Problem : Suppose that $f$ is continuous on $\mathbb{R}$. Show that $f$ and $\hat f$ cannot both be compactly supported unless $f=0$.
Hint : Assume $f$ is supported in [0,1/2]. Expand $f$ in a Fourier series in the interval [-,1], and note that as a result, f is a trigonometric polynomial.
I proved that f is trigonometric polynomial by using hint. But, I don't know how to prove function's fourier transform cannot compactly supported function. Can I get some hints?
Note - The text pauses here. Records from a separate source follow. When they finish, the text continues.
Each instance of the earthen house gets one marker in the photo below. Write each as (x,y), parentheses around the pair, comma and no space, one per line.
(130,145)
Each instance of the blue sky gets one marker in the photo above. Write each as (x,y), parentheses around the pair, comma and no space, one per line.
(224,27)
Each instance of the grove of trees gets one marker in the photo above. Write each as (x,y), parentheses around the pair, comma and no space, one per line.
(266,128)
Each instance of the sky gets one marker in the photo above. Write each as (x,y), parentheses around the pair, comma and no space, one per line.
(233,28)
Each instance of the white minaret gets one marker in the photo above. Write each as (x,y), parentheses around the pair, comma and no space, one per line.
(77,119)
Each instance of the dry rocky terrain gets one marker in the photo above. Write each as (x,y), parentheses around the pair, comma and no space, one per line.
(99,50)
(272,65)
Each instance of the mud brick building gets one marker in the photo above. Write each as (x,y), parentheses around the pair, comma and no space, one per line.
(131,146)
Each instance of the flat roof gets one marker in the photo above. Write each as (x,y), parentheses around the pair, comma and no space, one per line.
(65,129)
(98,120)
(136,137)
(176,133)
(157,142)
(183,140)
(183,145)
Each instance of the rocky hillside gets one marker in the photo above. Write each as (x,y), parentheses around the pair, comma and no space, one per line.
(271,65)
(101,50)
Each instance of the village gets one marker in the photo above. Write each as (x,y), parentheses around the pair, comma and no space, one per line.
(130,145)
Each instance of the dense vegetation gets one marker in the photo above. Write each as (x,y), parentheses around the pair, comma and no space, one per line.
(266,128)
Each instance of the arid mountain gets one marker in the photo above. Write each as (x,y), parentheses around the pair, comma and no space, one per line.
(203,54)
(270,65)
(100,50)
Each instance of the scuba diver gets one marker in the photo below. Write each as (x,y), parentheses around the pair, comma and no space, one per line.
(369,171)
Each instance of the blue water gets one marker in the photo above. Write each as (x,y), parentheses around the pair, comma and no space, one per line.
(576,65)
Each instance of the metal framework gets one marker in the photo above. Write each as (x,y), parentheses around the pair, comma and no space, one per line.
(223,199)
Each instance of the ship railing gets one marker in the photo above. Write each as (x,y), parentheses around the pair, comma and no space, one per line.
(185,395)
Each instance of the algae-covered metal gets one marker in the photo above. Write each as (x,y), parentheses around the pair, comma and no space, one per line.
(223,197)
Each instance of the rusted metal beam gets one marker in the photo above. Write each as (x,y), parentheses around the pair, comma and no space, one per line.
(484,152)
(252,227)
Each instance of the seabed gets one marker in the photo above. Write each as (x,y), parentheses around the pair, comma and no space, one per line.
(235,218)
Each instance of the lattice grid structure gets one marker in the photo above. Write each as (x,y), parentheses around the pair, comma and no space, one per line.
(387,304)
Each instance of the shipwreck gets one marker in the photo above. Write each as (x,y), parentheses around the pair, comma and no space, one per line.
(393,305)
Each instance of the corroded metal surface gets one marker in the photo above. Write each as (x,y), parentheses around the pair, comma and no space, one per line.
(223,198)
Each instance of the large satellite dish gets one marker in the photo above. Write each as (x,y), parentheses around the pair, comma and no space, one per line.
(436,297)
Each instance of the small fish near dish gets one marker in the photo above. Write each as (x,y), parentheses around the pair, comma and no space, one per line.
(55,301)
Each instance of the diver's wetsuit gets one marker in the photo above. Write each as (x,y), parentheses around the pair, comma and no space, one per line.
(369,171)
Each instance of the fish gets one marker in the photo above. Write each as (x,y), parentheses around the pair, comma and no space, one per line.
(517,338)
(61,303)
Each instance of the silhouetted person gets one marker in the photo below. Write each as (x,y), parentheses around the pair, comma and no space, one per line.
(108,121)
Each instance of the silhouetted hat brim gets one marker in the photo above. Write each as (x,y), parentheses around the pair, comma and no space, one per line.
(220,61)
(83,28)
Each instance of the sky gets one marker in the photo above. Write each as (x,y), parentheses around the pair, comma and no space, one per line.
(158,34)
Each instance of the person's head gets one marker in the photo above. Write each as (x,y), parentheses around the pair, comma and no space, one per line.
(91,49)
Suppose the support of $f$ is contained in $[-1,1],$ and $\hat f (y) = 0$ for $|y|>N \in \mathbb N.$ Applying a standard Fourier series argument on $[-\pi,\pi]$ then shows
$$f(x) = \sum_{-N}^{N}\hat f (n) e^{inx}, x \in [-\pi,\pi].$$
Thus $f$ is a trigonometric polynomial that vanishes on $[1,\pi].$ But a trigonometric polynomial on $[-\pi,\pi]$ that vanishes at an infinite number of points must vanish identically. Thus $f\equiv 0.$
If $f$ is compactly supported, then $\hat{f}$ is holomorphic. You can see that because the Fourier transform integral extends into the complex plane and is differentiation in the complex variable $s$: $$ \hat{f}(s) = \frac{1}{\sqrt{2\pi}}\int_{-R}^{R}e^{-ist}f(t)dt \\ \hat{f}'(s) = \frac{1}{\sqrt{2\pi}}\int_{-R}^{R}(-it)e^{-ist}f(t)dt. $$ Holomorphic functions cannot have too many zeros, which would happen if $\hat{f}$ were compactly supported.
By the Schwartz's Paley-Wiener theorem the Fourier transform of a compact-supported function is an entire function, and non-zero entire functions cannot be compact supported by Liouville's theorem.